The DeBary City Council Nov. 16 turned down a proposal to build single-family homes and town houses on the city’s east side along Interstate 4.
The council voted unanimously against allowing 130 new dwellings on approximately 24 acres in an area of homes on larger lots.
“It’s not a good fit,” City Council Member Patricia Stevenson said.
The council’s decision against the new subdivision came in the form of denying a change in the land use of the property, which is located along Palm Road, north of Dirksen Drive and west of I-4. Now owned by the N.O.W. Matters More Foundation, a private nonprofit organization that offers substance-abuse treatment, the property currently has a land use of Commercial Retail. The owner requested the council change the land use to Residential Low-Medium Intensity.
“It’s a reduction. It’s a substantial reduction in the intensity,” Mark Watts, attorney for the owner, told the City Council, noting any future development for shopping or dining would create more traffic than the proposed housing. “What we’re proposing is residential.”
The R/LMI land use would allow as many as eight homes per acre, but the owner and developer in waiting, D.R. Horton, were limiting the project to 130 dwellings.
As proposed, the homes would be clustered, or grouped together, to allow open space and room for stormwater-retention ponds, but those lots would be smaller than the parcels in the existing neighborhood. Homeowners close by the Palm Road tract do not want so many new settlers.
“The neighbors I have talked to are against residential there,” Peggy Wilson said. “Why not make it consistent with half acre homes?“
“My greatest concern is flooding. I don’t care what kind of stormwater system you put in there,” another speaker said. “You want to put 130 homes in there. I think it’s a terrible idea. …I hope you’re going to listen to us.”
DeBary’s professional planners highlighted the possibility of flooding, if the land use — and the zoning — are changed to permit the proposed development.
“A critical concern of this project is stormwater drainage,” the planning report reads. “Typically, stormwater running along I-4 and from Tropic Lagoon west abutting to the west drain to this tract of land, and eventually out to the St. Johns River. In the opinion of staff, a medium density residential development would likely create a disproportionate increase in costs in terms of time, money, and energy providing and maintaining for stormwater management.”

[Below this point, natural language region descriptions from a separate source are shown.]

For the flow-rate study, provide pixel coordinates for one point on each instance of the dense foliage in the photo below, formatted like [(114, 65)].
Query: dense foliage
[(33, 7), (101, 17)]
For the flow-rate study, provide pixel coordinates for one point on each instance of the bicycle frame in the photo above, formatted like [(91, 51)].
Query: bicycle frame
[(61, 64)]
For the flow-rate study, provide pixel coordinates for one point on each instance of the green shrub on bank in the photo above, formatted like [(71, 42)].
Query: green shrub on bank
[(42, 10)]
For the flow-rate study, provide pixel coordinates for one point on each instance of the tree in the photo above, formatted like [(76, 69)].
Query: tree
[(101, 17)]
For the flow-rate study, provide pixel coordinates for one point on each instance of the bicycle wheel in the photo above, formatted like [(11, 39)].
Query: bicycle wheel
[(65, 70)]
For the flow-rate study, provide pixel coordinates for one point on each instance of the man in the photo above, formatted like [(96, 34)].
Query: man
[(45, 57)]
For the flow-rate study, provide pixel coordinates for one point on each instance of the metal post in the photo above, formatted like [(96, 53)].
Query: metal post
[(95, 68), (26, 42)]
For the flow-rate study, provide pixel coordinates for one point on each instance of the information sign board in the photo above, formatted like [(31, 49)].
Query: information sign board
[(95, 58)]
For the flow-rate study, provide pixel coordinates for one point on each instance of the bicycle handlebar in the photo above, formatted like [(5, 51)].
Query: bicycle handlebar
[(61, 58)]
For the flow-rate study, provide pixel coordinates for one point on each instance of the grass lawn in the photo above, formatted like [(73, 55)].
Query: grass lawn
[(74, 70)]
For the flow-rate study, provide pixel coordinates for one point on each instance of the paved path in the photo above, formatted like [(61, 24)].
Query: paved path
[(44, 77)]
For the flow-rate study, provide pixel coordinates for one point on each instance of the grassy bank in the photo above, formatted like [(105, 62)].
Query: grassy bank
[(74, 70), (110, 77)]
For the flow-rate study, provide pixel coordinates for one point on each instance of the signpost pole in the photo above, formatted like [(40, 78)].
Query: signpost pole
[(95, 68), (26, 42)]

Watts noted the Florida Department of Transportation will have to plan for drainage with the construction of the Beyond the Ultimate I-4 project. Beyond the Ultimate calls for widening I-4 between State Road 434 in Longwood and State Road 472, including the addition of toll lanes and new interchanges.
“I’m not for this high density,” Vice Mayor Phyllis Butlien said.
“We don’t need to change this now,” Mayor Karen Chasez said. “I think the current land use is appropriate.”
Such was the will of the City Council, which voted 5-0 against changing the land use and thus amending DeBary’s state-mandated growth-management plan, also known as the comprehensive plan, or comp plan, for short.
Changes in the comp plans must also be reviewed by the Volusia Growth Management Commission and by the Florida Department of Economic Opportunity.